From the Labs: Handling Blockchain State

Published by AVAX on

Every blockchain has some state associated with it. That state can be thought of as a collection of key/value pairs. This state might represent something simple, like how many tokens each account has. The state might represent something more complicated like the code of a smart contract. No matter what this state represents, everyone on the blockchain has to reach agreement. If I thought that you had ten tokens, but you thought that you had a million tokens, we obviously couldn’t get much done until we figured out which of us was right.

Unfortunately reaching agreement about the state is quite a big problem. One issue is how to set things up so that bad participants can never trick trustworthy participants into accepting a bad state. The other issue is that the state is very large. How can participants reach agreement quickly if even transmitting the state takes a long time? In this article we will talk about one possible solution to the latter issue, the Merkle trie.

What is a Merkle Trie?

A Merkle trie is a data structure that combines the features of two other data structures. The first is a Merkle tree and the second is a radix trie.

What is a Merkle Tree?

A Merkle tree is a special type of tree. The special feature of Merkle trees is that they generate “fingerprints” for each part of the tree, as well as the whole tree. Just like a real fingerprint, the ones generated by the tree are fairly unique.

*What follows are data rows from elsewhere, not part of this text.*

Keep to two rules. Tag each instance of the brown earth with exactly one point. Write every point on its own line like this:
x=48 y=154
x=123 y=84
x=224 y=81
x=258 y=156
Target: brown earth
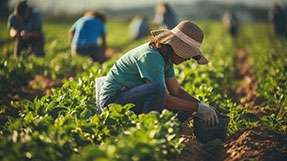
x=258 y=144
x=252 y=144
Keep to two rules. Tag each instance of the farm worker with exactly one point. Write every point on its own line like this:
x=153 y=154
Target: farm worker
x=230 y=21
x=25 y=25
x=145 y=75
x=278 y=17
x=88 y=36
x=138 y=27
x=165 y=16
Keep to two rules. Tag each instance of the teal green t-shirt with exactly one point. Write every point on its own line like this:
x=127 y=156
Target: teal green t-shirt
x=134 y=67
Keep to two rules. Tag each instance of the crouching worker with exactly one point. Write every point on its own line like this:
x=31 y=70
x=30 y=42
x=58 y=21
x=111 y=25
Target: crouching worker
x=25 y=25
x=145 y=75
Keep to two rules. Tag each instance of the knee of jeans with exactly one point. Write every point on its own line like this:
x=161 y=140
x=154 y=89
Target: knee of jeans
x=159 y=89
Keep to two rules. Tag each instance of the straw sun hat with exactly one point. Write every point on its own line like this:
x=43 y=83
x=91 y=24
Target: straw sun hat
x=185 y=39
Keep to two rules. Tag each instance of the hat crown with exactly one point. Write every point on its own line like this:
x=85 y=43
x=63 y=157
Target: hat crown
x=191 y=30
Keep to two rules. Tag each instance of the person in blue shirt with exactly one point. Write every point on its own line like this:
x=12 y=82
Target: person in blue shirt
x=25 y=25
x=145 y=76
x=88 y=36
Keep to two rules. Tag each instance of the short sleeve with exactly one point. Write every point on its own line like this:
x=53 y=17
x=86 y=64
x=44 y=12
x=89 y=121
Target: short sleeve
x=151 y=66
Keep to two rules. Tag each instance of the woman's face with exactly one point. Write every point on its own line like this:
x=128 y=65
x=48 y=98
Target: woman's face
x=175 y=59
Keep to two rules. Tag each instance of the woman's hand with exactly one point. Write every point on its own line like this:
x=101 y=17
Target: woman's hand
x=207 y=114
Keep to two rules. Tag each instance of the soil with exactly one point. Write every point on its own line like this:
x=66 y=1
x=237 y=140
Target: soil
x=258 y=144
x=251 y=144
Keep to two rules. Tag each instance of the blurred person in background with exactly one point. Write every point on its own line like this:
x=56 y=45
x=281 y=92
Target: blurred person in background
x=88 y=36
x=138 y=27
x=145 y=76
x=165 y=16
x=230 y=21
x=278 y=18
x=25 y=25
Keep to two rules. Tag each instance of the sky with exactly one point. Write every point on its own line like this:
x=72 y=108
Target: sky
x=77 y=5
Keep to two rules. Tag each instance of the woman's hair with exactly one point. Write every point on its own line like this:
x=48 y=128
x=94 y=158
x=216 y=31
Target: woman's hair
x=165 y=50
x=21 y=8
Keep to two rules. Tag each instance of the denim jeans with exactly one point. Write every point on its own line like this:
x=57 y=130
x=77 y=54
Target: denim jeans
x=146 y=97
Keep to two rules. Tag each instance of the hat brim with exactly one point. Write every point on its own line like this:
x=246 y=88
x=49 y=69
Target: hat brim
x=181 y=48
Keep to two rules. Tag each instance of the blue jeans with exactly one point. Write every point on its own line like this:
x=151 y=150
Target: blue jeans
x=146 y=97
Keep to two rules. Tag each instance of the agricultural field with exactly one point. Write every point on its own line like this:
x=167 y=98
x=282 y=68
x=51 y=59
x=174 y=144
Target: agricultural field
x=48 y=105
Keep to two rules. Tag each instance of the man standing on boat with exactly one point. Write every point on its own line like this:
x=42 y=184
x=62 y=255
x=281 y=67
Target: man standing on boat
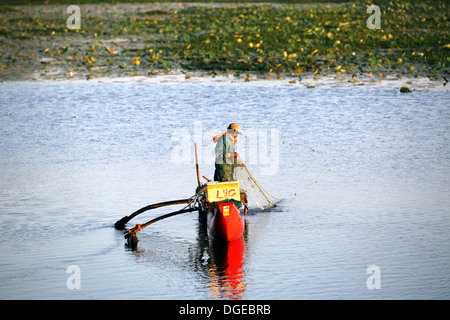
x=226 y=156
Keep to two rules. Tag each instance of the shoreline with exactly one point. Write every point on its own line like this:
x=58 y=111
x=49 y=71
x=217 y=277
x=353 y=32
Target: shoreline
x=308 y=81
x=139 y=40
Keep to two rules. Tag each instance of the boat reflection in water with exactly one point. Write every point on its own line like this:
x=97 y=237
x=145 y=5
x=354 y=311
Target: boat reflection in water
x=226 y=270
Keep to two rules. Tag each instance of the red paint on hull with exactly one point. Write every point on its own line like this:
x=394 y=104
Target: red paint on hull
x=225 y=222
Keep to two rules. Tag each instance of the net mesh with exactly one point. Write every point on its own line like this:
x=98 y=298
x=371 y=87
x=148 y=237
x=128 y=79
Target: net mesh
x=253 y=189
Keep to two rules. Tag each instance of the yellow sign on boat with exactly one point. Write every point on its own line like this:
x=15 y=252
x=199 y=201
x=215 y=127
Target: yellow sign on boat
x=219 y=191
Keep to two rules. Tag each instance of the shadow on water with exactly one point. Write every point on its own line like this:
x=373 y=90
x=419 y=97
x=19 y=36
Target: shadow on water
x=219 y=264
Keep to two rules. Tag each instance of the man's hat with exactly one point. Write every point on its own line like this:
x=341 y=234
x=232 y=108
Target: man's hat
x=235 y=127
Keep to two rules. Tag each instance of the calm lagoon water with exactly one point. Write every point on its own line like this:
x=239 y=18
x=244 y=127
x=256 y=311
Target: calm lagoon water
x=363 y=171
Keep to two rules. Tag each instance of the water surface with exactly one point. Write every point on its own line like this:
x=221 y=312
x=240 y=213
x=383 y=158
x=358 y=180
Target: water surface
x=363 y=171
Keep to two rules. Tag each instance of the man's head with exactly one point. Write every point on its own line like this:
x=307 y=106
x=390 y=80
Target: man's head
x=234 y=129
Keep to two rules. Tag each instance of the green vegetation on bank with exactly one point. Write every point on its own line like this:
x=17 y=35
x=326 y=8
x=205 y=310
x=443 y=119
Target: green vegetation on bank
x=413 y=38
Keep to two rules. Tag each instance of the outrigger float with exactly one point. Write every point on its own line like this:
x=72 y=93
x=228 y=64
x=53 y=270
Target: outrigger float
x=218 y=204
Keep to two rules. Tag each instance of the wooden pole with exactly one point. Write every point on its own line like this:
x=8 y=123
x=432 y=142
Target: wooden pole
x=196 y=164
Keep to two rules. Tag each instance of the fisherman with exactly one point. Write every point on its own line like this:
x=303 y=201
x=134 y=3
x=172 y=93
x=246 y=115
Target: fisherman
x=227 y=158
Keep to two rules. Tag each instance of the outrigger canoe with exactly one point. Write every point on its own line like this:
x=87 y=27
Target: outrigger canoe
x=220 y=206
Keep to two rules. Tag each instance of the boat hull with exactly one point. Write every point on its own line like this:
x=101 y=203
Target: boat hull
x=224 y=222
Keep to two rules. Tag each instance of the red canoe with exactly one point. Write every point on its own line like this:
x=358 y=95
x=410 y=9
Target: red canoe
x=225 y=222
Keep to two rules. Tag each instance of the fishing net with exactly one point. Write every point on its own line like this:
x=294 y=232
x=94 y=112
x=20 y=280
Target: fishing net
x=253 y=189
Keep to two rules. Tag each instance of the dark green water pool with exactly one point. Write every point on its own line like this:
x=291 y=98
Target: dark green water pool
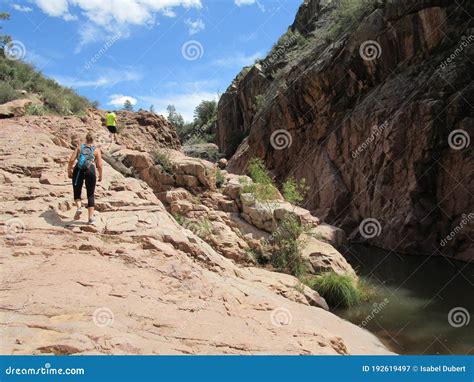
x=422 y=305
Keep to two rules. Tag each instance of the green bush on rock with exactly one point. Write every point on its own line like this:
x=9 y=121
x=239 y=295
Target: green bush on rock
x=338 y=290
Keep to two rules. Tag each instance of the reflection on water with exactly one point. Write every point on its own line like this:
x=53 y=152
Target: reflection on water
x=410 y=311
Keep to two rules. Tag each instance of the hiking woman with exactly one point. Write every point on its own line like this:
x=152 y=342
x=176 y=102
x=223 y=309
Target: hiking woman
x=86 y=156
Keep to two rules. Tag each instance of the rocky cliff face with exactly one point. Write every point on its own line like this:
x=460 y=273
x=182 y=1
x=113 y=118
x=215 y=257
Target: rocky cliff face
x=376 y=114
x=138 y=282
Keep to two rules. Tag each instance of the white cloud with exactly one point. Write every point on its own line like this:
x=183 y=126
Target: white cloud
x=237 y=60
x=109 y=77
x=185 y=103
x=55 y=8
x=110 y=17
x=241 y=3
x=195 y=26
x=122 y=12
x=36 y=59
x=118 y=100
x=21 y=8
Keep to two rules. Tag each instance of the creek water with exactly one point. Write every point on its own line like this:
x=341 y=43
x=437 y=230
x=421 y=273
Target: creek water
x=421 y=305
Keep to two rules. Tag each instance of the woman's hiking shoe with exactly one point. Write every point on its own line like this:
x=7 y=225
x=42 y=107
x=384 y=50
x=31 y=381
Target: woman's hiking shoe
x=78 y=213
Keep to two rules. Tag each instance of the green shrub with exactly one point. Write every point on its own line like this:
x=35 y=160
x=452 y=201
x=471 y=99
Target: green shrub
x=7 y=93
x=33 y=109
x=57 y=99
x=262 y=187
x=348 y=14
x=258 y=172
x=259 y=101
x=338 y=290
x=163 y=160
x=288 y=244
x=295 y=191
x=180 y=219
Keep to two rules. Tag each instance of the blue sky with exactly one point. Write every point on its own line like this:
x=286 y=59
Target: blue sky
x=157 y=52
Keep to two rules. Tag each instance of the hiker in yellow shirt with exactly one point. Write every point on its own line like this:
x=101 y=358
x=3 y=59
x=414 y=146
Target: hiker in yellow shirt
x=111 y=121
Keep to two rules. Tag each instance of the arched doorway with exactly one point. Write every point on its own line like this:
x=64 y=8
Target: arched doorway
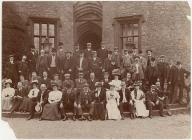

Whenever you change any data in the tree, the fingerprint changes as well.

This provides us with a solution to the problem of communicating what each participant thinks the state currently is. You can take the fingerprint that represents the entire tree and send it to other blockchain participants. If everyone has generated the same fingerprint for the state data, then they must have the same state. If the fingerprints are different then the state must have been different.

What is a Radix Trie?

A radix trie is a special type of trie (a trie is a special type of tree) that makes storing and retrieving key/value pairs easy. A Merkle tree is really good at allowing you to prove that some data is part of the tree, but it does not make it easy to look up the values associated with keys, so we combine the radix trie and the Merkle tree to get something that can do both.

How does it all work?

The exact details of how a Merkle trie works can vary as there are many different ways to implement similar functionality. Trying to explain all of these different ways is beyond the scope of this article, so the rest of this article will describe just one particular implementation.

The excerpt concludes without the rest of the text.